Бегство от Франка — страница 6 из 62

Франк казался даже худым, когда лежал вытянувшись во весь рост. Он всегда пропускал женщин вперед. Это мне больше всего в нем нравились. Нравилось, что он видел человека. Про себя он говорил, что был избалованным ребенком. Он очень тепло рассказывал о своей матери. Всегда.

— Ты бы понравилась моей маме, — однажды сказал он. Потом понял смысл своих слов, обнял меня и тихо шепнул: — Прости.

После того случая я часто спрашивала, как поживает его мать.

Когда я видела, как Франк, голый, стоит перед мойкой, меня всегда охватывало чувство, похожее на нежность. Как будто мы с ним были братом и сестрой или близкими друзьями. А когда он наклонялся и у него вдоль позвоночника обозначалась красиво изогнутая канавка, мне хотелось плакать. Но вот Франк медленно поворачивался ко мне, выпрямлялся, улыбнувшись, и это чувство исчезало.

Единственным, кроме гениталий, что напоминало во Франке животное, была его грудь. Она вся заросла волосами. Он очень гордился своей грудью. Я видела это по взгляду, каким он окидывал себя, когда был обнажен по пояс. По его манере медленно, словно нехотя, откидываться назад. Уголки губ и приспущенные веки как будто говорили: «Смотри! Полюбуйся на меня!»

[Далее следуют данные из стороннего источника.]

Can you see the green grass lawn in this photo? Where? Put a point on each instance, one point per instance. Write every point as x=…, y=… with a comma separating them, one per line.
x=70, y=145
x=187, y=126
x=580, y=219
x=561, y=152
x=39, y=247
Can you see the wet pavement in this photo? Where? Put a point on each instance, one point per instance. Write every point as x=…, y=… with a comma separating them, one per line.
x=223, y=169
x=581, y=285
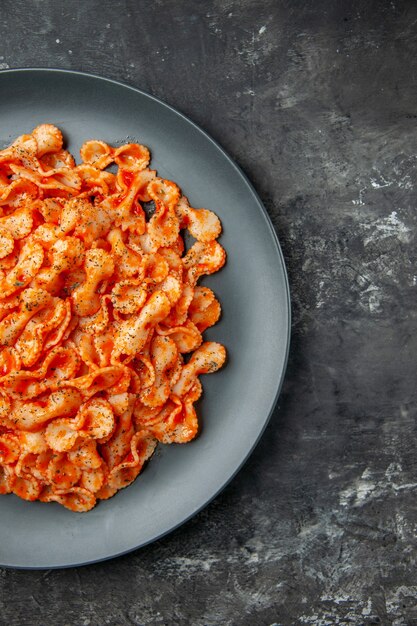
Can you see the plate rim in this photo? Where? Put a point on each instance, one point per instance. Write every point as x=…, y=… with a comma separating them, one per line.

Ноги у него были не совсем прямые и не такие волосатые. Но поскольку Франк никогда не ходил по улице в шортах, для меня это не имело значения. Мать хорошо воспитала Франка. Его отец умер, когда он учился в гимназии.

— Маме пришлось несладко, — сказал однажды Франк, как будто его самого смерть отца вообще не коснулась. Но я поняла, что коснулась. Только он не хотел говорить об этом. Если кто-то и был способен понять его, так это я. Я оставила его в покое. И все-таки он рассказал мне, что его отец повесился в столовой на крюке, на который обычно вешают люстры.

— Мама всегда мечтала о люстре, — сказал он.

— А ты?

— Я предпочитаю продавать их, — ответил он с кривой усмешкой.

В это мгновение я успела увидеть его. Таким, каким он был. Уязвимым. Он бы никогда не признался, что ему не хватает отца.

— Я был вне себя от злости, — сказал он.

— Это понятно. Он мог хотя бы уйти из дома и совершить свое предательство где-нибудь в другом месте, — сказала я, не зная, как он отнесется к моим словам.

Он глянул на меня. Мне показалось, что он мог истолковать мои слова как выражение симпатии. И даже мгновенной вспышкой любви.

— Спасибо! — сказал он.

Поддавшись бестактному любопытству, которому научилась на кухне нашего приюта и объектом которого быть так противно, я спросила:

— Твоя мать все еще живет в той квартире?

— Да. Она переставила свою кровать в столовую. Под тот самый крюк. И спит там с тех пор, как отца похоронили.

Он как будто пересказывал какой-то роман. И я, как всякий нормальный критик, подумала, что женщины так не поступают. Женщины существа нежные, они боятся смерти. Так мне всегда казалось. Женщины оплакивают своих покойников, но не посещают места их смерти. Правда, в истории и литературе описано несколько нетипичных случаев, и они оставляют тяжелое впечатление. Такие поступки, безусловно, считают неженственными. Но мать Франка поступила именно так. И мое уважение к нему значительно возросло. Я стала иначе смотреть на него. Человек, мать которого ставит свое ложе на место смерти мужа, не абы кто. Мне захотелось расспросить его именно об этом.

— В смелости твоей матери не откажешь.

— Ей? Ты ошибаешься. Она просто упряма, как осел.

— Почему, как осел?

— Потому. Поступок отца привел ее в ярость. По ее мнению, он не должен был так уходить. Это уже слишком. Она говорила, как и ты, что он мог бы сделать это в другом месте. По-моему, повеситься на крюке в столовой она считала проявлением изощренной злобы. И не могла простить его за свою разбитую мечту о люстре.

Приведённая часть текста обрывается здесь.